|2011-06||Final Report: Economic Analysis of Deploying Used Batteries in Power Systems |
Abstract: The objective of this study is to explore the various possible markets for the secondary use of Li-ion batteries removed from electric or hybrid electric vehicles (EVs or HEVs) after they can no longer conform to vehicle specification but still have substantial functional life. This report is the first phase of the study, and the scope is limited to secondary use of Li-ion batteries in power system applications. The primary focus of this report is the cost competitiveness of these batteries for power grid applications.
Original equipment manufacturers such as General Motors, Nissan, and Toyota offer long-term warranties for the battery packs in their vehicles. The expectation is that once battery efficiency (energy or peak power) decreases to 80%, the batteries will be replaced.

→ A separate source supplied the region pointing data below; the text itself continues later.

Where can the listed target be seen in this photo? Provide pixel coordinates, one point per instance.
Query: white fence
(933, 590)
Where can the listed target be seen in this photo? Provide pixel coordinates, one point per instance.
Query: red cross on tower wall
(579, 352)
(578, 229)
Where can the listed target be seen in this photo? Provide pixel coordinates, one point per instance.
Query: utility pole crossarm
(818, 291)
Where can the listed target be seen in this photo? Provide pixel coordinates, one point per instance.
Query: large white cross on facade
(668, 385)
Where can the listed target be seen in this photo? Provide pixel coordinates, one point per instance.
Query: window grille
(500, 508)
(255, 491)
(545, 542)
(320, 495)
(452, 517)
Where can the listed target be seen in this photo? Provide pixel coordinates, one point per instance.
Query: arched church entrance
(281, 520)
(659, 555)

The rationale is that a 20% reduction in the vehicle range, imposed by the decrease in efficiency, would be unacceptable to consumers. Based on various forecasts for market penetration of plug-in hybrid electric vehicles (PHEVs) and EVs over the next 10 years, it is estimated that a large number of PHEVs and EVs will be approaching the 80% battery efficiency level by 2020. These batteries can be recycled or used in other less demanding applications provided a business case can be made for their secondary use.

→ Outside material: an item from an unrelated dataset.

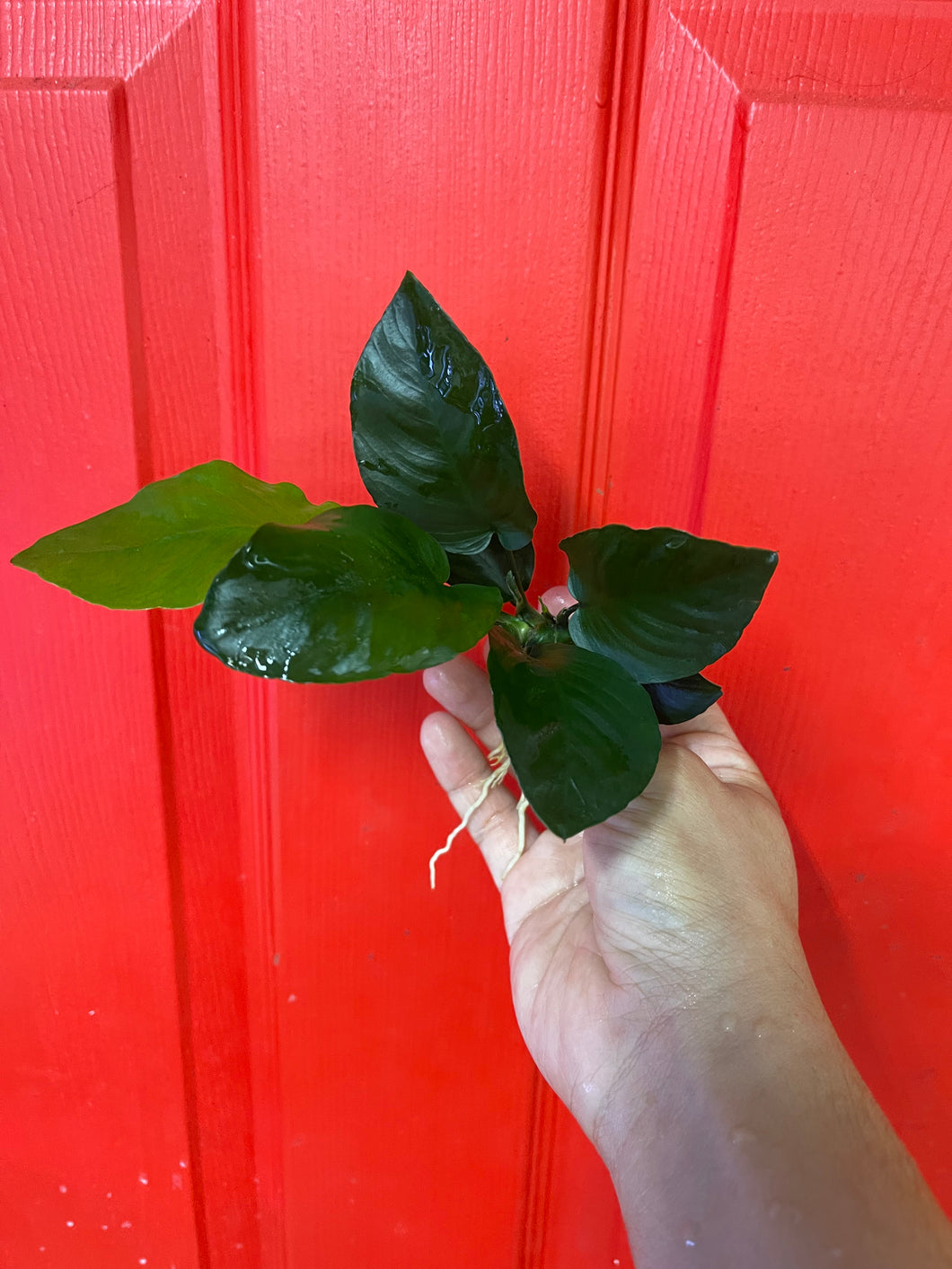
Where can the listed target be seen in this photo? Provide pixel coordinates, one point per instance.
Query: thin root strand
(500, 764)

For this economic analysis, data have been gathered on the projected cost of new batteries in 2020 and the projected supply of HEVs, EVs, and PHEVs over the next decade. These data were then used to determine the potential supply of batteries for secondary use and the acceptable refurbishing costs. Based on this, a proposed sale price for the secondary-use batteries has been developed. This price and the system prices for various grid applications were used to calculate potential benefits. In this analysis, the battery pack was assumed to have a lifetime of either 5 or 10 years because the secondary life is dependent largely on application.

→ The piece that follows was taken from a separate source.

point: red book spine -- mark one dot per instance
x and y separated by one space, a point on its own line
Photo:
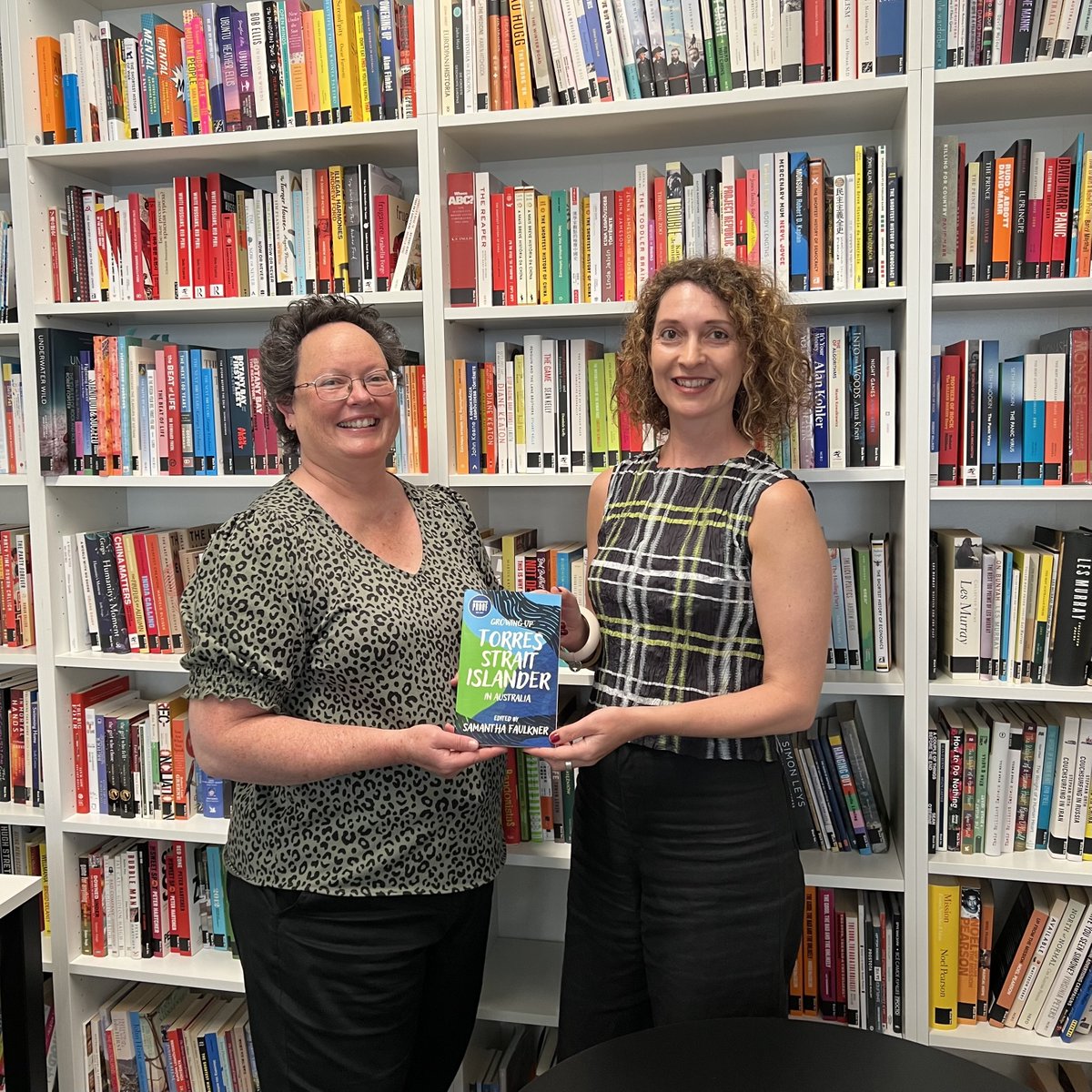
461 255
183 238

The applications that offer the most attractive value proposition for secondary use of EV batteries over the entire range of value and cost assumptions used in this report include area regulation, transmission and distribution (T&D) upgrade deferral, and electric service power quality. Those applications should be targeted for additional in-depth analysis and initial deployment of used EV batteries as they become available in the market. However, these markets will presumably not be enough to absorb the entire volume of secondary-use EV batteries predicted for 2020 and beyond.
The cost of the applications is determined by the cost of the used batteri operation and maintenance (O&M) costs. The transportation cost will depend on whether used batteries are treated as hazardous materials or hazardous waste. When calculating the cost of a particular application, the peak power requirement and the energy capacity of the storage system were defined based on similar real-world applications. For applications requiring high energy capacity, the dominating costs are the cost of the used batteries and the cost of the transportation (if treated as hazardous waste); for applications requiring high-power, the balance of system cost and the O&M costs dominate the overall system cost.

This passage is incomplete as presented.